Singapore CRE investment jumps 179% in Q1: CBRE
Singapore recorded the largest quarterly increase in commercial real estate investment volume in Asia Pacific in Q1 2026, with transactions rising 179% QoQ, according to CBRE.
The increase was supported by the low interest rate environment and major transactions, including Hongkong Land’s debut core fund acquisition of prime Singapore CBD assets such as Asia Square Tower 1 and Marina Bay Financial Centre Towers 1 and 2 for US$6.5b.
CBRE said Singapore’s economy also outperformed expectations, with GDP expanding 4.6% YoY in Q1, supported by solid export growth.
Market rates continued to trend lower, with Singapore’s 3M SORA at 1.05% as of May 6, down 203 basis points from end-2024 and 14 basis points from Q42025.
In the office sector, Singapore Grade A vacancy fell to a record-low 3.3%, supported by steady flight-to-quality demand from banking and financial occupiers. AI occupiers are also increasingly moving from flexible space to self-managed offices as the business segment matures.
Singapore office rents rose modestly during the quarter, in line with broader regional office rental growth.
Retail conditions also remained resilient. CBRE said Singapore retail sales stayed positive in Q1, excluding motor vehicles, whilst vacancy in prime retail areas remained tight as retailer demand focused on core locations.
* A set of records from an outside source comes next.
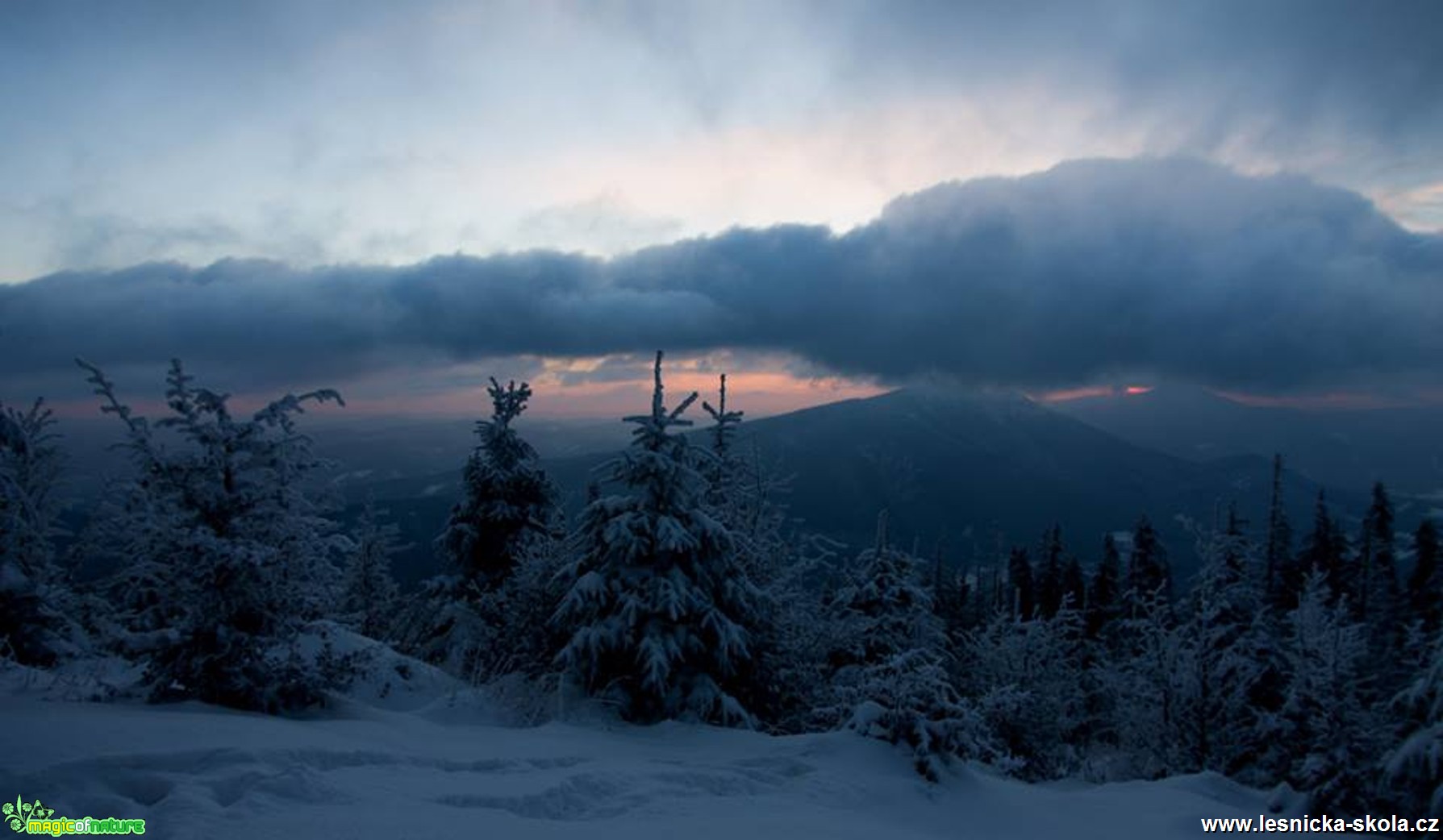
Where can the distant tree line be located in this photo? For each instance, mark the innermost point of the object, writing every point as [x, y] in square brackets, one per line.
[686, 592]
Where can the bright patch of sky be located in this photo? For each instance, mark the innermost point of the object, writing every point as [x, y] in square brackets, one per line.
[387, 133]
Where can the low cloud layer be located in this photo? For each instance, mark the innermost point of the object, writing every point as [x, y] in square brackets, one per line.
[1093, 270]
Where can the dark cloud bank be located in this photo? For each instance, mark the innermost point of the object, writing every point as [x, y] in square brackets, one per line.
[1091, 270]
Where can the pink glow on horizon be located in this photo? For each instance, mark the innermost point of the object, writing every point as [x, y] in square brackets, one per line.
[1066, 394]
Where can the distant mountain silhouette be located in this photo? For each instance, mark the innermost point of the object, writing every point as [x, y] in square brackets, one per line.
[951, 467]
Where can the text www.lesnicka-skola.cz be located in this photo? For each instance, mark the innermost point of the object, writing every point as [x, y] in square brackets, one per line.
[1322, 825]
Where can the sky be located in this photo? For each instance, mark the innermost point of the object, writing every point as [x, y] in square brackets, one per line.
[823, 198]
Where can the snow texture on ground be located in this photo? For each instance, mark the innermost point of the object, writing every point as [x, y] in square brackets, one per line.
[449, 768]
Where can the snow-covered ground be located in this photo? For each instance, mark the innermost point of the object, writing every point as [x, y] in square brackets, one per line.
[448, 768]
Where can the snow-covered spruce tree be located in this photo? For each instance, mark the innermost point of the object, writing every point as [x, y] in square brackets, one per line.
[1413, 780]
[1022, 602]
[1049, 572]
[1426, 580]
[1282, 578]
[1325, 551]
[889, 676]
[1106, 593]
[1148, 569]
[247, 555]
[1032, 690]
[503, 522]
[1326, 712]
[1232, 686]
[507, 498]
[658, 605]
[1148, 680]
[35, 599]
[369, 592]
[740, 497]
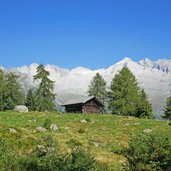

Tight availability supported further growth in retail rentals.
In logistics, Singapore's demand was driven by third-party logistics providers and engineering firms supporting the semiconductor sector, reinforcing the need for newer, higher-specification facilities. Prime logistics vacancy tightened to 4.3% amid an absence of new completions.
Yields also tightened in Singapore, with office and retail yields compressing by around 10 basis points QoQ each, in line with the decline in the city’s lending rate.
Across Asia Pacific, commercial real estate investment volume fell 9% QoQ to US$46.2b, pulling back from the previous quarter’s record high, but remained 18% higher YoY. CBRE said geopolitical tensions and a less accommodative interest rate environment could weigh on activity, although favourable occupier market fundamentals should support investor confidence.